I like to feed people.  I'm not 100% sure what it is, but there is something about feeding people that just makes me happy.  Really happy.  So, this particular direction toward the least of these is no hardship for me.  Admittedly, some are more difficult than others...

So, how about a few stories...  I would love to hear yours...


One of my favorite "feeding hungry people" journeys happened at a Women of Faith Conference.  I'm not really awesome in retreat situations that include other people, unless I'm speaking.  Then I hope I'm awesome.  But, of course, I'm not so awesome as to be asked to speak at such a huge conference, so on this particular weekend I was an overwhelmed spectator - overwhelmed by the sheer volume of ladies... and their perfume... and the fact that Sandi Patti was the featured artist, which just made this all the more painful for me.  The local church I attended at the time paid my way.  I went.  I think I may have digressed...

After the evening session, as I was walking back to the bus that brought me to this place, I noticed that many of the women were carrying their boxed lunches, or more accurately the garbage that was left in their boxed lunches, the food they didn't want to eat, condiments, used napkins, empty water bottles, etc.  Just before they passed under a bridge where a significant number of homeless people resided, they would add their garbage box to a growing pile on the sidewalk.  I'm sure they thought they were providing some sort of service to these people who had no food.  I'm sure their intent was good.  But it just left me speechless.  Here I was, standing in the midst of this large, overpriced gathering, watching women who just spent hours in worship, nervously sidestepping the least of these, not making eye contact, certainly not touching them, and feeling just a little bit smug, because, hey...  WE JUST FED THEM OUR GARBAGE!

It was a game changer for me.  I remember feeling really embarrassed to be a part of such a group, and I was also determined that these people were not going to eat garbage for breakfast.

Now, it is no easy task to slip the group at an event like this, but in the morning my roommates and I managed to overshoot the convention center for a chance to wait in line at Dunkin' Donuts, where we purchased a variety of bagels.  We went back to the bridge, passed the food out to each person, and took just a moment to greet them, bless them, be blessed by them.  Undoubtedly, it was the most rewarding part of the weekend.  I honestly can't remember a single thing any of the retreat speakers said, but I can still see the tears in the eyes of some of those people under the bridge. 

My only regret is that I haven't had this kind of opportunity in a long time...

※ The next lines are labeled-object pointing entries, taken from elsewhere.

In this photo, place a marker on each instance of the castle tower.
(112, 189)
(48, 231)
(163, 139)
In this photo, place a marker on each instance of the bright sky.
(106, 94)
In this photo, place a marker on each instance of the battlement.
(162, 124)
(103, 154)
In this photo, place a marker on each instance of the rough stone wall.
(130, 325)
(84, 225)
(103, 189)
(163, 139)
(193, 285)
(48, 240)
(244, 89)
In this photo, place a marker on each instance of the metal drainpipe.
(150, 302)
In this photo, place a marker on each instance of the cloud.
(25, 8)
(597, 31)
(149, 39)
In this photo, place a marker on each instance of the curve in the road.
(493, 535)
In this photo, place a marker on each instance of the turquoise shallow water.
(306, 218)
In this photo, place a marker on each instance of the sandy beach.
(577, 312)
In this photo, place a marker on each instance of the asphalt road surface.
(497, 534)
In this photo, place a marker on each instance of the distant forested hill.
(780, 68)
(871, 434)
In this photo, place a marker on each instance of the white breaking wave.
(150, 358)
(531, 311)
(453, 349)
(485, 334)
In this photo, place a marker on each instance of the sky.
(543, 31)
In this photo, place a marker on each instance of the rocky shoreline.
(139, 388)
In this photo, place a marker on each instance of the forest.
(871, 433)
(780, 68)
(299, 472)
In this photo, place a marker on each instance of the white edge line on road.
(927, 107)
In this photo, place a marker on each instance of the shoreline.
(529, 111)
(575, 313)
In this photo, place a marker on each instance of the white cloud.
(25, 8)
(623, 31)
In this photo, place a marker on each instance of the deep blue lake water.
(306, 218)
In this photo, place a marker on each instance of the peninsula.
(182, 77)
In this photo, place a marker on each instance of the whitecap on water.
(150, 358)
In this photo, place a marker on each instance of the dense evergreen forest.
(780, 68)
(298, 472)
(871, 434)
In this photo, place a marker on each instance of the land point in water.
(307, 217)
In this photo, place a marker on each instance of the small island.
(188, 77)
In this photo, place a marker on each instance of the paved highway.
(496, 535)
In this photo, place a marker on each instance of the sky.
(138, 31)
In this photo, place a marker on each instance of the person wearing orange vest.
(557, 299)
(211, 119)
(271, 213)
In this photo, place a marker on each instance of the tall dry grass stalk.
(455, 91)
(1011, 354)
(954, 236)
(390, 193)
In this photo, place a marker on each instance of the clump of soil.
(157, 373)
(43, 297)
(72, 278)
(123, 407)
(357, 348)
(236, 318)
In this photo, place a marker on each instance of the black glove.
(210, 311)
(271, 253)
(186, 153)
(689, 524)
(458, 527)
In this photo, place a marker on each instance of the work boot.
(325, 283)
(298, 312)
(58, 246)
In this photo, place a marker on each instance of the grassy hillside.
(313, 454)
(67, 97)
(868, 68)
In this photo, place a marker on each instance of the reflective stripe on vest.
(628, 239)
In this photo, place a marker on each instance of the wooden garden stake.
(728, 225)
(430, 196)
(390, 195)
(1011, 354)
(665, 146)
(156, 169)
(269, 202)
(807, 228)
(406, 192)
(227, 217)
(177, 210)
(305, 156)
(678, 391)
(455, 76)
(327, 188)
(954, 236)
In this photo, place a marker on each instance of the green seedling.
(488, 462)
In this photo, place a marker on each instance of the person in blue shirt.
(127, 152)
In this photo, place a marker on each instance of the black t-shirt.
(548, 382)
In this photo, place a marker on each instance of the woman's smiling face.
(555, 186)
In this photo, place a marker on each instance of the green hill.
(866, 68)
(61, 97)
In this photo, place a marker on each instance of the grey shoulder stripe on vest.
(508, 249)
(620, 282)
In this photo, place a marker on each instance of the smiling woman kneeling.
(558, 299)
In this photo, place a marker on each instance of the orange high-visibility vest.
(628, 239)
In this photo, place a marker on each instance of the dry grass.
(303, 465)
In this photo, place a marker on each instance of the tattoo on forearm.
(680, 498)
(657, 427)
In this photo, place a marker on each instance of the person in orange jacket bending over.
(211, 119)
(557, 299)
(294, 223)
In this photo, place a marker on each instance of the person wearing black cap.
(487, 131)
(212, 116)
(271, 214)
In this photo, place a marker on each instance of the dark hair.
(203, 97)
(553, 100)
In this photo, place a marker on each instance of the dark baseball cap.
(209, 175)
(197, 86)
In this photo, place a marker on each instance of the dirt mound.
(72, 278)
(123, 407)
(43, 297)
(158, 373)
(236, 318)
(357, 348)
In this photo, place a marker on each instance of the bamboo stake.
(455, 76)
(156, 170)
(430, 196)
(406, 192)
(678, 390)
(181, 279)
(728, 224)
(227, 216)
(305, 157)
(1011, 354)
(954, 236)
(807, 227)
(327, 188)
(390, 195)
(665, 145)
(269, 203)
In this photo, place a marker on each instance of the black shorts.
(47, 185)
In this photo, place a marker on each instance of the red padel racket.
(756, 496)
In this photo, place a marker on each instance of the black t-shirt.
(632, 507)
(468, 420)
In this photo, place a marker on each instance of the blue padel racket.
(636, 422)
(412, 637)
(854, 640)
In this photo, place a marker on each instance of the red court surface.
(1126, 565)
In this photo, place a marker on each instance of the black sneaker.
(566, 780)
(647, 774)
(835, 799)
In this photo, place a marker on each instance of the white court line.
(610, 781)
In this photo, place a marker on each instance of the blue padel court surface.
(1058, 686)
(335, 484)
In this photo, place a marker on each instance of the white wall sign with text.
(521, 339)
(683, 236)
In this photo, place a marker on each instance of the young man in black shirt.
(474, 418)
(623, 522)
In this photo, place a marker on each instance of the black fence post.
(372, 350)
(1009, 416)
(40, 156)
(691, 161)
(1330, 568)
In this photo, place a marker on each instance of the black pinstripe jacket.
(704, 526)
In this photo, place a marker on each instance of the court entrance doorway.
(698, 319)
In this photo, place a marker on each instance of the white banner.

There was that summer when I fed [redacted], a skinny little "street kid" whose family often didn't know where their next meal was coming from.  That's hard enough during the school year when kids in this situation are likely getting hot lunch, and often some sort of breakfast, during the school day, and there are a lot of communities who have stepped up in recent days to provide the same services during the summer, but that's not always the way it goes, and as the mother of a teenage boy, I know that two meals isn't really enough, anyway.

I had to get a little bit creative on this one.  As it turned out, our youth group was having a pizza kit fundraiser, and I had heard multiple people talking about how they would like to help the youth group, but they just didn't like pizza.  Well, it sounded to me like an excellent way to solve two problems at once.  I encouraged all of those non-pizza eaters to purchase pizza kits and then I would distribute them to families who needed meals.  Other than the fact that I sold so many pizzas no one could use the church freezers all summer long, this was an excellent plan to help people help others in multiple ways.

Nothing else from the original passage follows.